Carver Company manufactures a component used in the production of one of its main products. The following cost information is​ available: Direct materials $ 410 Direct labor​ (variable) 110 Variable manufacturing overhead 90 Fixed manufacturing overhead 35 A supplier has offered to sell the component to Carver for $ 630 per unit. If Carver buys the component from the​ supplier, the released facilities can be used to manufacture a product that would generate a contribution margin of $ 20 comma 000 annually.
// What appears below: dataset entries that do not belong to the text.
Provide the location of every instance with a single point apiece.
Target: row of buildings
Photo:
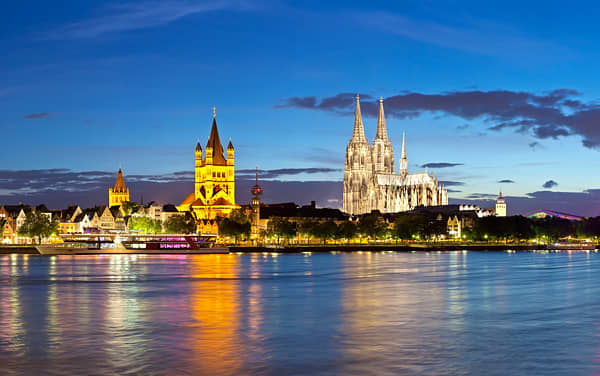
(75, 219)
(370, 184)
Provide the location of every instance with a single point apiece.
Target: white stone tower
(403, 160)
(383, 154)
(358, 169)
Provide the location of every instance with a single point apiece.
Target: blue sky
(87, 86)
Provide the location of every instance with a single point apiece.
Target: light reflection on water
(359, 313)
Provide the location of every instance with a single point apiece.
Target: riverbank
(417, 247)
(294, 248)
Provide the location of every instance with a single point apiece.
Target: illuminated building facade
(370, 182)
(256, 192)
(500, 206)
(119, 193)
(214, 188)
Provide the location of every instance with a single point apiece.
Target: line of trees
(408, 226)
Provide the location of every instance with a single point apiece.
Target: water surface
(455, 313)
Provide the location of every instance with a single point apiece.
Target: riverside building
(214, 188)
(119, 193)
(370, 180)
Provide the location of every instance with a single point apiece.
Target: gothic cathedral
(370, 181)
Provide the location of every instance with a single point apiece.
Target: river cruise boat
(80, 244)
(572, 245)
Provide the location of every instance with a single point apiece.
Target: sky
(492, 96)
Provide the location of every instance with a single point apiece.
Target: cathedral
(214, 188)
(370, 180)
(119, 193)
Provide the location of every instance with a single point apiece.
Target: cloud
(40, 115)
(272, 174)
(535, 145)
(478, 36)
(440, 165)
(124, 17)
(584, 203)
(551, 114)
(61, 187)
(449, 183)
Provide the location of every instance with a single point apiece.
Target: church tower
(403, 159)
(214, 185)
(358, 169)
(383, 154)
(500, 206)
(119, 193)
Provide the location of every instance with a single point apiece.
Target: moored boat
(90, 244)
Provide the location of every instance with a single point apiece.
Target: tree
(372, 226)
(305, 227)
(38, 225)
(179, 224)
(145, 224)
(324, 230)
(281, 228)
(346, 230)
(409, 226)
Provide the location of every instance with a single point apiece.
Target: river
(449, 313)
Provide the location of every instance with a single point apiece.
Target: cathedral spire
(381, 129)
(403, 146)
(359, 130)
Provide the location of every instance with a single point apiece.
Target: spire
(120, 183)
(381, 129)
(403, 146)
(359, 131)
(214, 142)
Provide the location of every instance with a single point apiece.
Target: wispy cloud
(479, 36)
(123, 17)
(277, 173)
(440, 165)
(40, 115)
(450, 183)
(553, 114)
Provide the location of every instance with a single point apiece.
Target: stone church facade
(370, 180)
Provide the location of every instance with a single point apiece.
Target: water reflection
(360, 313)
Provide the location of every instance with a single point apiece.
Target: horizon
(89, 87)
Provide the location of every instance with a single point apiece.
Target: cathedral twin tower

Assuming that Carver needs 4 comma 000 components annually and that the fixed manufacturing overhead is​ unavoidable, what would be the impact on operating income if Carver​ outsources?

Respuesta :

Answer: Operating Income will decrease by $60,000

Explanation:

This is a comparison question. We are comparing how much it would cost to manufacture in-house vs sourcing it from outside.

Note, we will not account for Fixed Costs in the calculation of In house production because it is UNAVOIDABLE meaning that even if Carver outsources, it will still pay it.

CARVER MANUFACTURES PRODUCT,

Carver needs 4,000 units annually so,

Direct Material will be,

= $410 * 4,000

= $1,640,000

Direct Labor would be,

= $110 * 4000

= $440,000

Variable Manufacturing Overhead

=$ 90 * 4000

= $360,000

We will then add all these costs up INCLUDING the OPPORTUNITY COST of not outsourcing and using the facilities to then produce a good that will bring in $20,000 each year.

= 1,640,000 + 440,000 + 360,000 + 20,000

= $2,460,000 is the cost of producing in house.

If Carver outsources, they will pay,

= 630 per unit * 4000

= $2,520,000

If Carver decides to Outsource then the Operating income will,

= In house - Outsourcing

= $2,460,000 - $2,520,000

= -$60,000

Operating Income will decrease by $60,000 if Carver outsources.